The memory layout is optimized for efficiency, and can be summarized as:

```rust
// A pointer is a 32-bit word
type Ptr = u32;

// A node stores its two aux ports
struct Node {
  p1: Ptr, // this node's fst aux port
  p2: Ptr, // this node's snd aux port 
}

// A redex links two main ports
struct Redex {
  a: Ptr, // main port of node A
  b: Ptr, // main port of node B
}

// A closed net
struct Net {
  root: Ptr,       // a free wire
  rdex: Vec<Redex> // a vector of redexes
  heap: Vec<Node>  // a vector of nodes
}
```

As you can see, the memory layout resembles the textual syntax, with nets being
represented as a vector of trees, with the 'redex' buffer storing the tree roots
(as active pairs), and the 'nodes' buffer storing all the nodes. Each node has
two 32-bit pointers and, thus, uses exactly 64 bits. Pointers include a 4-bit
tag and a 28-bit value, which allows addressing a 2 GB space per instance. There
are 16 pointer types:

```rust
VR1 = 0x0; // variable to aux port 1
VR2 = 0x1; // variable to aux port 2
RD1 = 0x2; // redirect to aux port 1
RD2 = 0x3; // redirect to aux port 2
REF = 0x4; // lazy closed net
ERA = 0x5; // unboxed eraser
NUM = 0x6; // unboxed number
OP2 = 0x7; // numeric operation (binary)
OP1 = 0x8; // numeric operation (unary)
ITE = 0x9; // numeric if-then-else
CT0 = 0xA; // main port of con
CT1 = 0xB; // main port of dup
CT2 = 0xC; // main port of extra node 
CT3 = 0xD; // main port of extra node
CT4 = 0xE; // main port of extra node
CT5 = 0xF; // main port of extra node
```

This memory-efficient format allows for a fast implementation in many
situations.
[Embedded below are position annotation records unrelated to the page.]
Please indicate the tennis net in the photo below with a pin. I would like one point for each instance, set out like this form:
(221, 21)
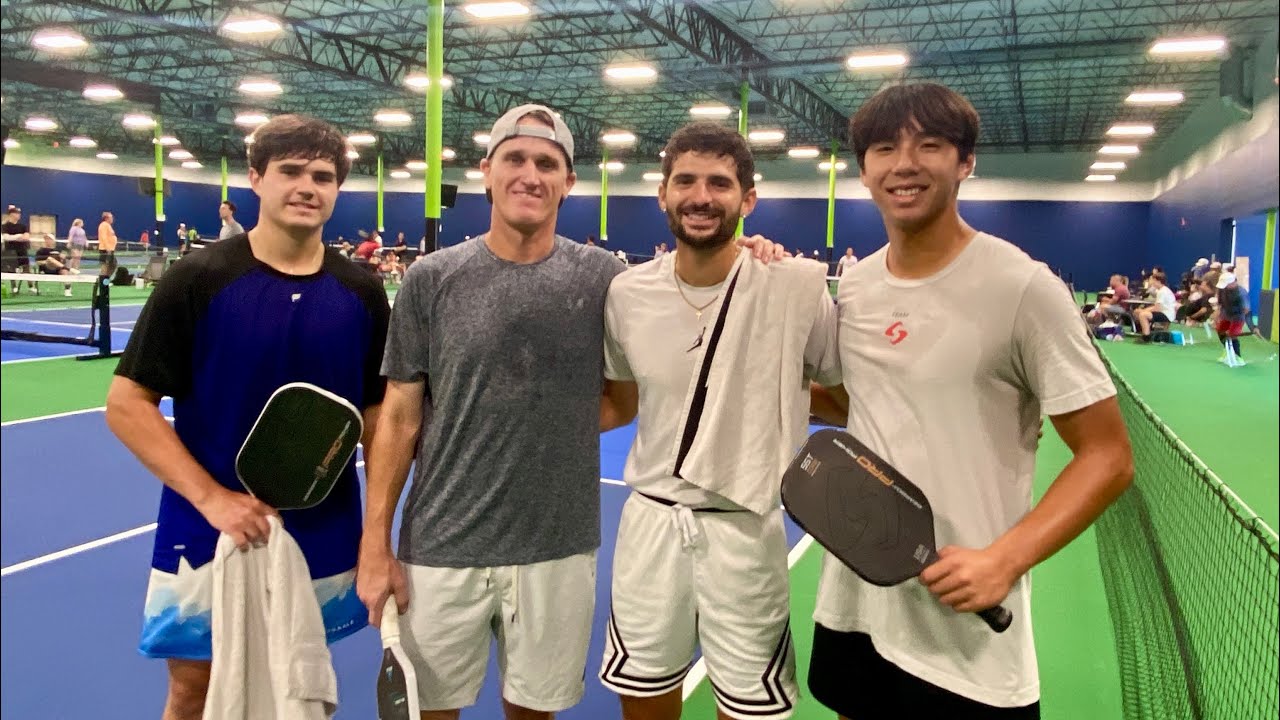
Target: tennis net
(67, 309)
(1193, 584)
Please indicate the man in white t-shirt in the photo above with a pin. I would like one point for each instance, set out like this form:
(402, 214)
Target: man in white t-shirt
(846, 261)
(954, 343)
(693, 564)
(1162, 311)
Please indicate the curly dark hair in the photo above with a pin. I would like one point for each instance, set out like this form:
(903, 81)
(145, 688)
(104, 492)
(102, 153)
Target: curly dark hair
(713, 139)
(298, 136)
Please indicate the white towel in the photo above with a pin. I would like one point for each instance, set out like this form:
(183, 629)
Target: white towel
(757, 400)
(270, 657)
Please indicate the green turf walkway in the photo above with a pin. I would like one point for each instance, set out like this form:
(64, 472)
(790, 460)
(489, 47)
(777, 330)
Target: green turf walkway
(81, 384)
(1079, 677)
(1229, 417)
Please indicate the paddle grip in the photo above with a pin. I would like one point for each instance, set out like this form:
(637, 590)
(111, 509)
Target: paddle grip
(997, 618)
(389, 625)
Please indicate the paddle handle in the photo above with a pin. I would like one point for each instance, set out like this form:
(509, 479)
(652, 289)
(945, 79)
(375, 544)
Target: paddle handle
(997, 618)
(389, 625)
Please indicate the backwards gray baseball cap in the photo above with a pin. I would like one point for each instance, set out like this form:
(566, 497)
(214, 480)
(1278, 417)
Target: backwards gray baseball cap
(508, 127)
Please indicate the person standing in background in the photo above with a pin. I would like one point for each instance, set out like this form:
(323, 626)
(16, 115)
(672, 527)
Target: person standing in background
(231, 228)
(846, 261)
(76, 244)
(17, 245)
(106, 244)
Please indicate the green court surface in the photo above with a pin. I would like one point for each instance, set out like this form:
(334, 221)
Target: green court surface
(1228, 417)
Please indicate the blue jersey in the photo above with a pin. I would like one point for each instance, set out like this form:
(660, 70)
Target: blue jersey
(219, 335)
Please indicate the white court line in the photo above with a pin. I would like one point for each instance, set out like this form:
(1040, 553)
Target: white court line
(127, 534)
(30, 322)
(77, 550)
(39, 359)
(68, 414)
(55, 415)
(699, 670)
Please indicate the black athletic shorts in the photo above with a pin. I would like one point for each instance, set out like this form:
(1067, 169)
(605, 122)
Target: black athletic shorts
(848, 675)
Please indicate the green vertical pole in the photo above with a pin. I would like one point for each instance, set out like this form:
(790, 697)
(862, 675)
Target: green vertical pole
(604, 196)
(1269, 253)
(831, 200)
(379, 187)
(434, 117)
(744, 95)
(1269, 279)
(159, 185)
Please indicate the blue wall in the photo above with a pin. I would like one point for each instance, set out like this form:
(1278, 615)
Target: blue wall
(1088, 240)
(1251, 235)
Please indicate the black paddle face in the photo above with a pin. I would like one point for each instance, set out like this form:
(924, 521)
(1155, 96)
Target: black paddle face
(298, 447)
(859, 507)
(393, 701)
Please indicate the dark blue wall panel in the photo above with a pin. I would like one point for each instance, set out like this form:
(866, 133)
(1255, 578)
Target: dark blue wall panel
(1088, 240)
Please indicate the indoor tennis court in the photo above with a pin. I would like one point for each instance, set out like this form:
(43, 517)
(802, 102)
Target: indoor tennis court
(1114, 140)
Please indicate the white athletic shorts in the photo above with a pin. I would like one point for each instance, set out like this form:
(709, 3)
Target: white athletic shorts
(685, 578)
(540, 615)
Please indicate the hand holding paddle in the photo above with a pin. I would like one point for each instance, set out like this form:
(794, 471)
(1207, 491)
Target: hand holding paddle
(865, 513)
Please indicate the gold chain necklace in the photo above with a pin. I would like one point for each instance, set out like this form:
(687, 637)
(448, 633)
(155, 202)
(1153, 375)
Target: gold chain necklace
(681, 290)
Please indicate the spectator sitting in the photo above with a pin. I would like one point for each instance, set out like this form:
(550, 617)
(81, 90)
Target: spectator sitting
(1200, 305)
(389, 265)
(50, 261)
(1200, 268)
(1162, 311)
(366, 249)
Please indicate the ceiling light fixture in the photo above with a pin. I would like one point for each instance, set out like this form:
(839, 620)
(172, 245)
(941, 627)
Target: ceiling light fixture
(103, 92)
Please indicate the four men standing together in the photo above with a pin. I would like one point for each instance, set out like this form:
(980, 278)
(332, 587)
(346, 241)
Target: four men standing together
(493, 391)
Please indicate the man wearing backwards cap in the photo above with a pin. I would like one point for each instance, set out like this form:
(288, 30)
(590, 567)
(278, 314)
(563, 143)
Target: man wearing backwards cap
(503, 335)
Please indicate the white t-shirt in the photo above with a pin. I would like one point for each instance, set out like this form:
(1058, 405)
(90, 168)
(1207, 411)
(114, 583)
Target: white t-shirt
(649, 336)
(947, 378)
(1166, 302)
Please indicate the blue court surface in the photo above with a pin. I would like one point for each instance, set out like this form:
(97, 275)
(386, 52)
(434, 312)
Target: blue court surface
(76, 531)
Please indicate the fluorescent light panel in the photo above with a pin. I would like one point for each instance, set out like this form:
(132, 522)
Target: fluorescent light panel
(711, 110)
(252, 26)
(1189, 46)
(876, 60)
(1132, 130)
(1155, 98)
(1119, 150)
(260, 87)
(393, 118)
(631, 72)
(138, 122)
(494, 10)
(618, 137)
(251, 119)
(40, 124)
(103, 92)
(766, 136)
(58, 40)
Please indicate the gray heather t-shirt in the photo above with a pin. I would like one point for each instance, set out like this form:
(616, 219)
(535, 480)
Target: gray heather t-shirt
(508, 466)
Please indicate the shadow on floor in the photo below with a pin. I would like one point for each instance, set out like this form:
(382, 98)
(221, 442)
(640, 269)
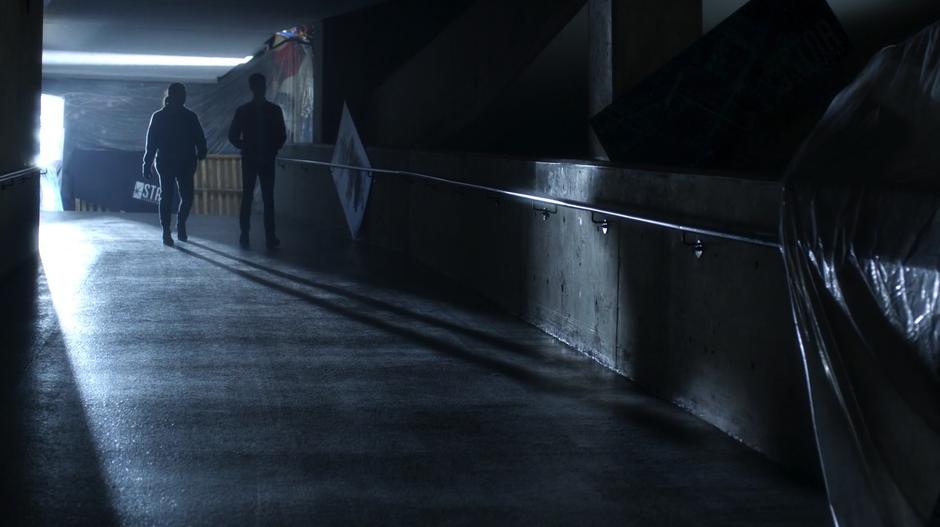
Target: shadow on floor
(576, 377)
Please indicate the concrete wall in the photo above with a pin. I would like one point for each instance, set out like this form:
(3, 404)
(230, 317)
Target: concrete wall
(20, 78)
(871, 24)
(713, 334)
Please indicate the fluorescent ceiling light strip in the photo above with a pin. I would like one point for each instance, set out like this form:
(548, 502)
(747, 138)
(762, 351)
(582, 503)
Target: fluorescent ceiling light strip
(75, 58)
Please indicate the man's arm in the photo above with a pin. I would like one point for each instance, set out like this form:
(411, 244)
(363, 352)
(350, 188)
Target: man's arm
(280, 132)
(202, 149)
(235, 131)
(150, 150)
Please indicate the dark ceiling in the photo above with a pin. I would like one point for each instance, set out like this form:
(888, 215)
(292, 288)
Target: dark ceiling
(214, 28)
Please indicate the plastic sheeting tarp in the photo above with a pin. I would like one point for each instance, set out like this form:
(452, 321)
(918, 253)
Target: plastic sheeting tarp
(861, 235)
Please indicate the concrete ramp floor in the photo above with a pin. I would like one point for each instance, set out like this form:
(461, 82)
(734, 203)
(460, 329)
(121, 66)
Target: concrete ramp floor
(209, 385)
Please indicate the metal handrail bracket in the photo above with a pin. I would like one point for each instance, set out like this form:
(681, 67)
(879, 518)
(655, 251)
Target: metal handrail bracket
(7, 180)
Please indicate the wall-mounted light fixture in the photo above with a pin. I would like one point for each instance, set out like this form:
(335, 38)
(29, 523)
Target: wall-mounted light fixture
(76, 58)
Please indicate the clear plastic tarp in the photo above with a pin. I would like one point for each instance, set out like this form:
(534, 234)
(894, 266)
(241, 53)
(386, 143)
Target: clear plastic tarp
(861, 235)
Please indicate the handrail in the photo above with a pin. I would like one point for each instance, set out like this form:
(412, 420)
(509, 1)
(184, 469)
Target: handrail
(6, 178)
(676, 223)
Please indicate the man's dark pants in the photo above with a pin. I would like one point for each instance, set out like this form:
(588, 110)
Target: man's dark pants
(173, 176)
(253, 170)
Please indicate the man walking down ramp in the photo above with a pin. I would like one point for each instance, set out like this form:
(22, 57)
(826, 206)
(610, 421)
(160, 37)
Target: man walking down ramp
(176, 140)
(258, 131)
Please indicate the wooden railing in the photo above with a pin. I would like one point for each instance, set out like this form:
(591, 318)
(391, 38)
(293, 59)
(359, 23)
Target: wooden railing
(218, 188)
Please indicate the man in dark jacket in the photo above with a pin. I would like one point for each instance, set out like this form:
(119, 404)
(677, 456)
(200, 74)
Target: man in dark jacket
(258, 131)
(176, 140)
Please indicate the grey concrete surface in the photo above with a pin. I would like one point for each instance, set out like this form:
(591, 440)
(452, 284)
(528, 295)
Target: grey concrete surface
(328, 384)
(712, 334)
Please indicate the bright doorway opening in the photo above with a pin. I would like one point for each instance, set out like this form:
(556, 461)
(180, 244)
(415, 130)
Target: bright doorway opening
(51, 146)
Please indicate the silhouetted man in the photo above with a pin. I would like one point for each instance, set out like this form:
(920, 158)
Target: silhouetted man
(175, 138)
(258, 131)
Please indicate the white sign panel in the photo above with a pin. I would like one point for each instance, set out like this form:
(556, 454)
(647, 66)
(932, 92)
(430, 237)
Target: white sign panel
(352, 185)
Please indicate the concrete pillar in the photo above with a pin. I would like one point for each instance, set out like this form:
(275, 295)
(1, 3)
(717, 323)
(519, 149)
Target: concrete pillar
(20, 81)
(631, 39)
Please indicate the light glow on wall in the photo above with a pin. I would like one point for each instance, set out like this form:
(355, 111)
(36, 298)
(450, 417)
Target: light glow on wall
(74, 58)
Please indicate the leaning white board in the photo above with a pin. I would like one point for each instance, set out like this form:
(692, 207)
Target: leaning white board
(352, 186)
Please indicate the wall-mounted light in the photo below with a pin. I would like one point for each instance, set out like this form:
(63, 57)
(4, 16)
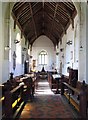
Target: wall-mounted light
(7, 48)
(69, 42)
(16, 41)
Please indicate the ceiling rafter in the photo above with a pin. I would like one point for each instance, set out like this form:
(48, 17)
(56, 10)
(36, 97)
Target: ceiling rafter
(44, 18)
(63, 28)
(22, 13)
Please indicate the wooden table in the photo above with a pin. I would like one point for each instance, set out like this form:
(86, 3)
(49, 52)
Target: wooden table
(57, 77)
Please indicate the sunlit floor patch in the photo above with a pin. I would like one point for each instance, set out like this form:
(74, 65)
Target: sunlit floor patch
(43, 89)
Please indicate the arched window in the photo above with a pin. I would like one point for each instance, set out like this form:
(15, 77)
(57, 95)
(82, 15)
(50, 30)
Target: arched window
(43, 58)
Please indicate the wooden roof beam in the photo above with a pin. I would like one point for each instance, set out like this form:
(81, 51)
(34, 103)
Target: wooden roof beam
(63, 28)
(56, 7)
(68, 13)
(33, 19)
(14, 17)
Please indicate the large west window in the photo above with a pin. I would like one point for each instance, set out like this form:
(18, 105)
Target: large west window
(43, 58)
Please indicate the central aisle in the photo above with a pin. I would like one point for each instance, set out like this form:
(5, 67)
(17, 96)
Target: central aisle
(46, 104)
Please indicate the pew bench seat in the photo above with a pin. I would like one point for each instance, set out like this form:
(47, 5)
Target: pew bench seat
(78, 96)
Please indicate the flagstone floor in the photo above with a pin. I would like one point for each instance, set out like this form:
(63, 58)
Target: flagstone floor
(47, 105)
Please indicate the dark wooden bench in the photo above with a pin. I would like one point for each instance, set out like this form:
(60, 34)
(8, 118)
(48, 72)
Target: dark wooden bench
(15, 95)
(78, 96)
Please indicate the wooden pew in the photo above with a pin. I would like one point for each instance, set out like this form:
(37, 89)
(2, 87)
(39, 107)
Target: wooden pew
(10, 102)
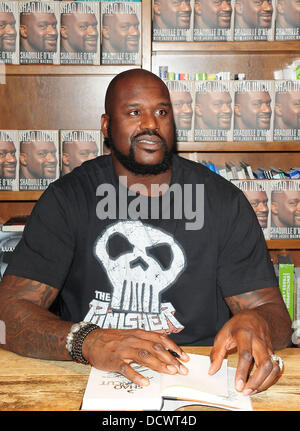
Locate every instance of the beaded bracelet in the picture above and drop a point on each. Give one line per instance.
(76, 338)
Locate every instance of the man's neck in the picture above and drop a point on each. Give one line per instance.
(147, 181)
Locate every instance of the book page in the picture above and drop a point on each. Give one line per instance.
(197, 380)
(235, 400)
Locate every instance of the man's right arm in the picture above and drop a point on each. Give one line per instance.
(32, 330)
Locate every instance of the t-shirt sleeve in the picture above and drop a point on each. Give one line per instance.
(244, 263)
(45, 251)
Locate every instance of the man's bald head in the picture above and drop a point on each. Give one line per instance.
(139, 76)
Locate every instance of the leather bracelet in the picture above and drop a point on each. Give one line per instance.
(75, 339)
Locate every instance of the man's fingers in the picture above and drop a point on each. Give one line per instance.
(127, 371)
(217, 355)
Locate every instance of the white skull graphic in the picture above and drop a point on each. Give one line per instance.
(137, 276)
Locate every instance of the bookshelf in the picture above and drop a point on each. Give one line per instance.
(67, 97)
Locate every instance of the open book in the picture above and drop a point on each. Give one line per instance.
(112, 391)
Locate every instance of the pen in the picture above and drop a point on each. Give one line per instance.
(173, 353)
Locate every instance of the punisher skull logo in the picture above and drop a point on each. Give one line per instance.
(141, 263)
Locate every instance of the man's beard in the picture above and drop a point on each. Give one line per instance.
(129, 161)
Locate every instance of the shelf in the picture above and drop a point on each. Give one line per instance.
(20, 196)
(265, 47)
(279, 244)
(45, 69)
(239, 146)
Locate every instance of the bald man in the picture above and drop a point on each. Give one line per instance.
(287, 115)
(38, 158)
(79, 31)
(38, 32)
(253, 113)
(288, 20)
(129, 289)
(212, 15)
(78, 147)
(213, 110)
(120, 33)
(285, 208)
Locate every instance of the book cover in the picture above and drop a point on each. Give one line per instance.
(286, 281)
(38, 158)
(285, 209)
(287, 21)
(172, 20)
(258, 194)
(78, 146)
(112, 391)
(213, 20)
(121, 32)
(9, 32)
(9, 159)
(253, 111)
(182, 98)
(213, 111)
(287, 110)
(79, 32)
(8, 242)
(39, 32)
(254, 20)
(15, 223)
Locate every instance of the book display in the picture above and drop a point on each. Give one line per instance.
(9, 19)
(112, 391)
(44, 93)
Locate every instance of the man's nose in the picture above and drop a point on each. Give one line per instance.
(226, 108)
(92, 30)
(226, 6)
(185, 6)
(149, 122)
(10, 29)
(267, 6)
(186, 107)
(11, 158)
(133, 31)
(265, 107)
(51, 158)
(51, 30)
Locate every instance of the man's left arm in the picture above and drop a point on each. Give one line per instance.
(260, 325)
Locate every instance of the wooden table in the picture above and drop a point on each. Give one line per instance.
(38, 385)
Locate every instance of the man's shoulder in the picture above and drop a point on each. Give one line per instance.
(197, 172)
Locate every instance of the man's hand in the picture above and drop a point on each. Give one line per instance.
(260, 324)
(248, 333)
(114, 350)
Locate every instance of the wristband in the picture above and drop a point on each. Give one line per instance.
(75, 339)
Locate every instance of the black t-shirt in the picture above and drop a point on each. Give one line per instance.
(158, 274)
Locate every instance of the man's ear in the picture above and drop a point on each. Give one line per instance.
(64, 31)
(65, 159)
(278, 109)
(237, 110)
(238, 7)
(23, 159)
(274, 207)
(280, 7)
(156, 7)
(23, 31)
(198, 110)
(198, 8)
(105, 32)
(104, 124)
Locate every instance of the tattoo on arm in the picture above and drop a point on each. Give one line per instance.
(253, 299)
(31, 329)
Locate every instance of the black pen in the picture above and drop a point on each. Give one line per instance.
(173, 353)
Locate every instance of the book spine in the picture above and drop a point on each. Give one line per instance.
(286, 286)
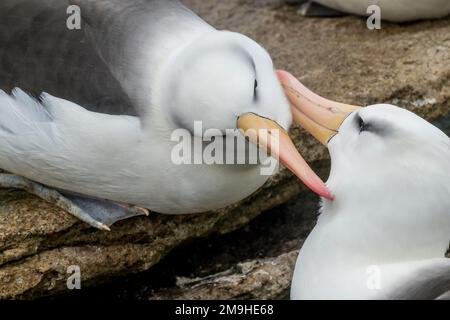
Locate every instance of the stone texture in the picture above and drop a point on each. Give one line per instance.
(258, 279)
(339, 58)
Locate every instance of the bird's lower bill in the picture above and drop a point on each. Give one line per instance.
(319, 116)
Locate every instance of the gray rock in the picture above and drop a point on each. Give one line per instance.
(338, 58)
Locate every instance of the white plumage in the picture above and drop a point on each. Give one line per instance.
(386, 234)
(174, 69)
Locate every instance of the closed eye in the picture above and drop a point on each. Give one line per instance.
(361, 124)
(374, 126)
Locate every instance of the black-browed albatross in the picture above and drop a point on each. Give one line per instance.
(118, 88)
(386, 234)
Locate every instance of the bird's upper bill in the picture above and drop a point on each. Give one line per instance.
(319, 116)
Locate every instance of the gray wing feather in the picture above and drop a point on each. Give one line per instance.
(38, 53)
(103, 66)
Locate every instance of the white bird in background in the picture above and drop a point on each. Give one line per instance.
(138, 70)
(386, 234)
(391, 10)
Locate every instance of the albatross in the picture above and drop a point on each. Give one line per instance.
(386, 234)
(99, 143)
(391, 10)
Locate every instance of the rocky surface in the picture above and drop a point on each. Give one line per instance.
(339, 58)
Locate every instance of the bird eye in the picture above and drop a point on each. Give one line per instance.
(362, 126)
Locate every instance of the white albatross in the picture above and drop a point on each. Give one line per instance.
(109, 162)
(391, 10)
(386, 234)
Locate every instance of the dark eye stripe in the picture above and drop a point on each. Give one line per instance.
(378, 127)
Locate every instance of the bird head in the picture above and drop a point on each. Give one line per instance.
(381, 154)
(227, 81)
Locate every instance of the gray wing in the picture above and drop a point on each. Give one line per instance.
(427, 283)
(39, 53)
(104, 66)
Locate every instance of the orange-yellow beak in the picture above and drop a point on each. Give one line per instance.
(269, 136)
(319, 116)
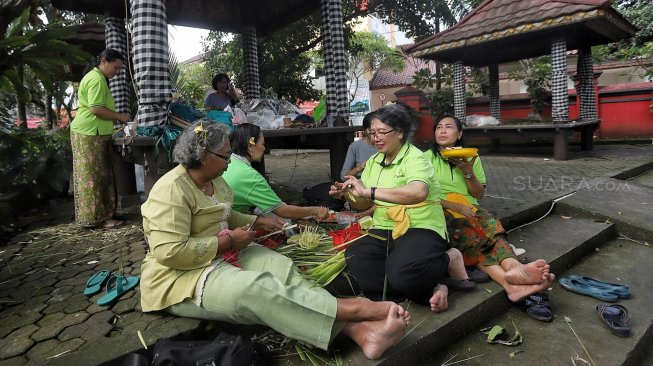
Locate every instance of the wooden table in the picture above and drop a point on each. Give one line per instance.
(560, 133)
(141, 150)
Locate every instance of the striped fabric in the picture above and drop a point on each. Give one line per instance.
(459, 99)
(495, 102)
(585, 88)
(150, 48)
(560, 96)
(250, 55)
(116, 38)
(335, 63)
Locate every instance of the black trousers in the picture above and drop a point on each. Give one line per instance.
(413, 264)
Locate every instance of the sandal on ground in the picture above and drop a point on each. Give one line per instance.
(537, 307)
(95, 282)
(451, 283)
(615, 318)
(116, 286)
(476, 275)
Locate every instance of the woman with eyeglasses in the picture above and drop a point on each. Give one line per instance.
(473, 230)
(251, 190)
(190, 227)
(407, 256)
(90, 139)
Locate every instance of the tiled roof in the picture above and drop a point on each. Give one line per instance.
(384, 78)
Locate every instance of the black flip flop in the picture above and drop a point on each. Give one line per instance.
(615, 318)
(537, 307)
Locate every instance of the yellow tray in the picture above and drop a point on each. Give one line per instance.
(466, 152)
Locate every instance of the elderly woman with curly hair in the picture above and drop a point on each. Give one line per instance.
(189, 225)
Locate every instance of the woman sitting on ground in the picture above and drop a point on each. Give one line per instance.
(189, 226)
(407, 255)
(473, 230)
(250, 188)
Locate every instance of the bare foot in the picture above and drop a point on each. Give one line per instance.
(528, 274)
(376, 337)
(439, 299)
(456, 265)
(518, 293)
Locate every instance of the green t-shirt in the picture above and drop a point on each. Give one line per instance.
(93, 92)
(452, 179)
(410, 165)
(250, 187)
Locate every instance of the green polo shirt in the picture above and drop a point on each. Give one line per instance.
(452, 179)
(93, 92)
(250, 187)
(410, 165)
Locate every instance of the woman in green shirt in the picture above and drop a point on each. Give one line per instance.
(192, 233)
(90, 137)
(407, 256)
(251, 190)
(473, 230)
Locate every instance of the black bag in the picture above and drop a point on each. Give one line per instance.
(225, 349)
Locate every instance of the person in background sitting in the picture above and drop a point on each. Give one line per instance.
(251, 190)
(473, 230)
(224, 95)
(358, 152)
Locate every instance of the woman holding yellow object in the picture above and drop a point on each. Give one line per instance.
(473, 230)
(406, 254)
(90, 137)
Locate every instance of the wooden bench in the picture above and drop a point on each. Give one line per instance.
(560, 133)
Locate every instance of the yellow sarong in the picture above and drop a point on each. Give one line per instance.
(398, 214)
(459, 198)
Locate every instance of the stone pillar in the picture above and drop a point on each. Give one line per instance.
(585, 86)
(335, 61)
(495, 102)
(250, 55)
(459, 99)
(150, 58)
(560, 94)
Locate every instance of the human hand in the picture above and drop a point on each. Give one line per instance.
(241, 237)
(354, 185)
(320, 213)
(270, 223)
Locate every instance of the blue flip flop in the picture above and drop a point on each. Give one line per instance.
(116, 286)
(622, 291)
(583, 288)
(95, 282)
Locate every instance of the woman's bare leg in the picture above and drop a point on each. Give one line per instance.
(375, 337)
(525, 274)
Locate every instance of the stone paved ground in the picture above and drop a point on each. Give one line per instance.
(45, 318)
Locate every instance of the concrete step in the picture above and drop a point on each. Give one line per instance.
(561, 241)
(554, 343)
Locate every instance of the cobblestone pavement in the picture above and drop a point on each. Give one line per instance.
(45, 318)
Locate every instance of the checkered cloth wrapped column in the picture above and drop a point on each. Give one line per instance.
(151, 73)
(495, 102)
(116, 38)
(335, 64)
(250, 53)
(459, 100)
(560, 95)
(585, 75)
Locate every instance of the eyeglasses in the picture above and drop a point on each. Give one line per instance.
(225, 158)
(375, 134)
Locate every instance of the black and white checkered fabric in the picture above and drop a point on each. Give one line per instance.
(250, 55)
(495, 102)
(585, 88)
(116, 38)
(335, 59)
(560, 95)
(459, 99)
(150, 48)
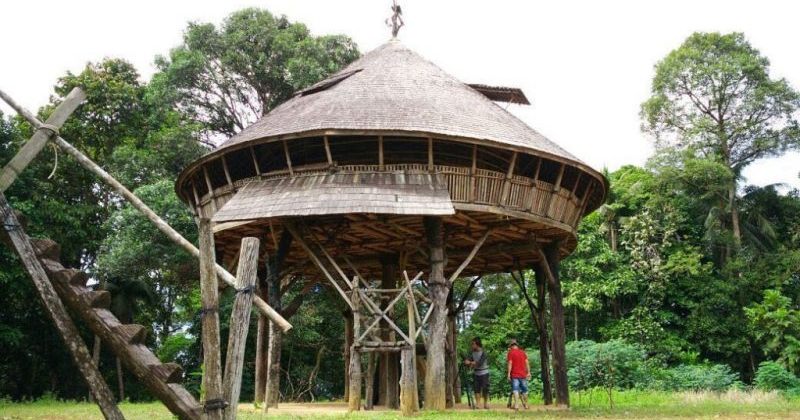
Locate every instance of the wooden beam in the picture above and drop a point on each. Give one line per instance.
(328, 150)
(239, 324)
(469, 258)
(43, 133)
(380, 153)
(212, 365)
(226, 170)
(58, 313)
(430, 154)
(293, 230)
(163, 226)
(255, 160)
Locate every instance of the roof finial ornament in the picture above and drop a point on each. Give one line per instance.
(396, 19)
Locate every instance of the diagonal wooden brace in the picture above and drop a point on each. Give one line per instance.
(38, 141)
(382, 314)
(138, 204)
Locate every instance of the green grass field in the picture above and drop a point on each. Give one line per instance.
(628, 404)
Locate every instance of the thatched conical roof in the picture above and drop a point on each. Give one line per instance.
(392, 88)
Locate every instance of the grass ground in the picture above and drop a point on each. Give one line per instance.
(628, 404)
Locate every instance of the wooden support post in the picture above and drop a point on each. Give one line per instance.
(240, 323)
(212, 365)
(58, 313)
(354, 403)
(348, 343)
(274, 267)
(262, 340)
(408, 383)
(409, 395)
(138, 204)
(549, 261)
(437, 291)
(38, 141)
(369, 382)
(544, 341)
For example, allocation can be performed by a single 64-bit atomic
CAS, and an annihilation interaction can be done with 2 calls to an
`atomic_link()` procedure, which, in most cases, only requires 2 atomic reads
and 2 atomic CAS's.

We also provide unboxed 24-bit unsigned integers, which allows HVMC to store raw
data with minimal loss. For example, to store a raw 3 KB buffer, one could use a
perfect binary tree of CON nodes with a depth of 9, as follows:

```javascript
@buff = ((((((((((X0 X1) (X2 X3)) ((X4 X5) (X6 X7))) ...)))))))
```

This would use a total of 1023 nodes, which takes a space of almost exactly 8 KB
on HVMC. As such, while buffers are not part of the spec, we can store raw data
with a 37.5% efficiency using pure interaction nets, which is a reasonable price
to pay to gain the ability of computing them with massive parallelism.

## Contributing

To verify if there's no performance regression:

```bash
git checkout main
cargo bench -- --save-baseline main # save the unchanged code as "main"
git checkout <your-branch>
cargo bench -- --baseline main      # compare your changes with the "main" branch
```

To verify if there's no correctness regression, run `cargo test`. You can add `cargo-insta` with `cargo install cargo-insta` and run `cargo insta test` to see if all test cases pass, if some don't and they need to be changed, you can run `cargo insta review` to review the snapshots and correct them if necessary.